CHP sana söylüyorum:
Hem Köy Enstitüleri’nin kapanmalarına alt yapıyı hazırlayıp ülkede eğitimin, öğretimin, farklı ufuklara yönelmenin şalterini indireceksin…
Hem de “Halk eğitimsiz, halk cahil, bu halka bir şey anlatamazsın” havalarına gireceksin…
..
Aklın eğitilmesini kilitlediğin zaman;
Din ve dünya yaşamının başka başka kavramlar olduğunu,
paranın farklı, huzurun farklı mecralarda elde edilmeye çalışılması gerektiğini,
yani laikliğin ne olduğunu insanına anlatamazsın…
Çünkü kendi insanın o yetkinliğine ulaşmasını sen engelledin…

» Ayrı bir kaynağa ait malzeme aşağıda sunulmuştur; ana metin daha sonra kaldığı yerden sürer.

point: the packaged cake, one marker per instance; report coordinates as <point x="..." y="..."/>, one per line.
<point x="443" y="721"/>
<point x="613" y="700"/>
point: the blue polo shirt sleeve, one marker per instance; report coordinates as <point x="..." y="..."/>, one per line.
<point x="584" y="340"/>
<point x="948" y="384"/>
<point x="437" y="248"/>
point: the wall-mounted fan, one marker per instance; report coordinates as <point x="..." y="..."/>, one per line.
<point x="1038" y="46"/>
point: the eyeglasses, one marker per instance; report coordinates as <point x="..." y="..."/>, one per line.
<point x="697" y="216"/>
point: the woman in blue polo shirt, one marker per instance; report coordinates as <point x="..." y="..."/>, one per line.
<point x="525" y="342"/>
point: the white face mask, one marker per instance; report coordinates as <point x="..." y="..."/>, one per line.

Ülkemde sol görüşün savunucusu benim diyeceksin,
insan hakları, fikir özgürlüğü, adalet söylemlerini kimseye bırakmayacaksın, ancak kendi içindeki karışıklıkları bile düze çıkaramayıp, ülke yönetimine tâlip olacaksın.
Güleyim mi, Ağlayayım mı?..

Senin kökünde Atatürk var ama dalların, farklı rüzgarlara eğilmiş…
Ülkenin şu anki durumu şikayet konusu ise,
benim sıradan aklım diyor ki; suçlusu CHP’dir!..

Menderes’e, Demirel’e, Özal’a ve Erdoğan’a neden hep menfî baktığımıza anlam veremiyorum;
diğer üfürük nedenleri bir tarafa bırakalım,
Bu kişileri temel eleştiri noktamız, “Millet’in inançlarını kullandılar”...
Bu şekilde düşünenlere belirtmek isterim ki;
Kaçırdığımız önemli bir mevzu var.
Bu liderler, sağ-muhafazakar, %60-70 halk kitlesine, hep onların duymak istediğini söyledi, görmek istediğini gösterdi.
Hep dindar lider görüntüsü verdiler ve gizlemediler.
Çünkü çoğunluk böyle istiyordu.
...
“Dini eğitimin ve ezanın Arapça olması…
İmam Hatip…
Baş örtüsü…
Müslümanları istemeyen haçlı zihniyetiyle savaş…”
Prim yapan bu söylemleri hep kullandılar, bunları duymak isteyen insanlarca da sevildiler.
Kim “Yanlış yaptılar” derse desin, onlar kendilerince doğruları yaptılar ve kazandılar. Önümüzdeki realite bu.

Son tahlilde:
El birliğiyle bugünlere getirdiğimiz, 21.yy Türkiyesi’nde;
Câhillik, zihinlerimize yuva yaptı…
İnsanlar, Atatürk’e sövme konusunda birbiriyle yarışıyor…
Olaylara âdil yaklaşmak, haklıya arka çıkmak, akl-ı selim düşünmek, ayaklar altında…
Hiç olmadığı kadar insanlar bilinçsiz ve birbirinden nefret eder durumda…
Riyâkârlık ve yalancılık sınır tanınmıyor…
Ahlaksızlık, hırsızlık, gerek hakka, gerek mala, gerek namusa tecavüz almış başını gitmiş…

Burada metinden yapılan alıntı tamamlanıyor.